The mention of the 'Indians messing it up afterwards' is insane, and ignores the actual policies of the British Raj; which were of Divide and Rule, as with all imperialism.
In the partition of Bengal, Viceroy Curzon deliberatley, with an encyclopediac knowledge of India, chose to cause violent to divide and subjugate a region; setting the Hindu middle class against the Muslim middle class. The British were more than willing to use violence against their servants, most notably at the Jalianwala Bagh in Amritsar, but also in the Salt Satyrgraha and during the second world war.
Similarly, any attempt the Raj made to communicate with the Indians was based around Divide and Rule. In the Round Table Conferences (30,31,32 off the top of my head), the British executive deliberatley invited unrepresentative lackeys of the Empire, like the hapless Princes, to subvert the democratic purpose and strangle demands for independence. Similarly, it exaggerated the representation of some groups (The Muslim League, Indian capitalists) over the vastly more representative INC (who only gained one representative; Gandhi) who had won a gigantic majority across the board in the recent elections.

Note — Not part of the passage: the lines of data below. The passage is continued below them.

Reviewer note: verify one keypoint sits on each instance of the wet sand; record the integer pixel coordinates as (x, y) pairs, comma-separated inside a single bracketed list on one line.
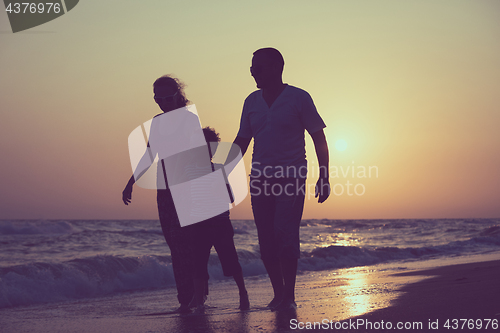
[(333, 300)]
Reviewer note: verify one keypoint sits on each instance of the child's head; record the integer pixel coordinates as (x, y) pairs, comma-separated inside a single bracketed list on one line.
[(211, 135)]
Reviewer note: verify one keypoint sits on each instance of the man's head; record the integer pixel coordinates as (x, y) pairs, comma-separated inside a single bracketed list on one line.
[(267, 67), (169, 94)]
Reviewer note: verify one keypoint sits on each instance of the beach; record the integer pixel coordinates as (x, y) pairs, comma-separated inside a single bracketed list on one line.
[(345, 300)]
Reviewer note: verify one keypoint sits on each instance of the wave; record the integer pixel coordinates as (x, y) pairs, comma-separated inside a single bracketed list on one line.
[(35, 227), (104, 275)]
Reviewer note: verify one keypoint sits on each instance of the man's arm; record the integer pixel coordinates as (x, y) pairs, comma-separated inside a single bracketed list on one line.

There was little large-scale religious conflict in India prior to British rule, were not the Mughals famed for religious tolerance?
Thus, is it any suprise that groups who had been divided forcibly for years were in conflict come independence? The massacres that occured are entirely the fault of the British; caused by their imperialist methods and rushed jump towards independence and random allocation of land by Mountbatten. Which also disproves the myth that Britain 'unified' India; Are Kashmir, Pakistan, India, Indonesia, Bangladesh, Sri Lanka, Burma and the Maldives considered 'unified'?
All the infrastructure built by the British were for the British; the railroads and telegraph system weren't used by the average Indian, they were used by the British army and British administration.
Indians education in the Indian Civil Service helped administer India, nothing more, nothing less. These 'advances' weren't given for any benign or altruistic purpose; merely to facilitate exploitation. Being a capable imperialist doesn't make you a 'moral' imperialist.
Indian interests were always held secondary to British; with the Lancashire textiles market being a stirring example of this. Indian soldiers were sent 'over the top' first, where present, in the First World War. Indians were a commodity; cheap, unskilled labour after what is laughably called the abolition of slavery in 1833.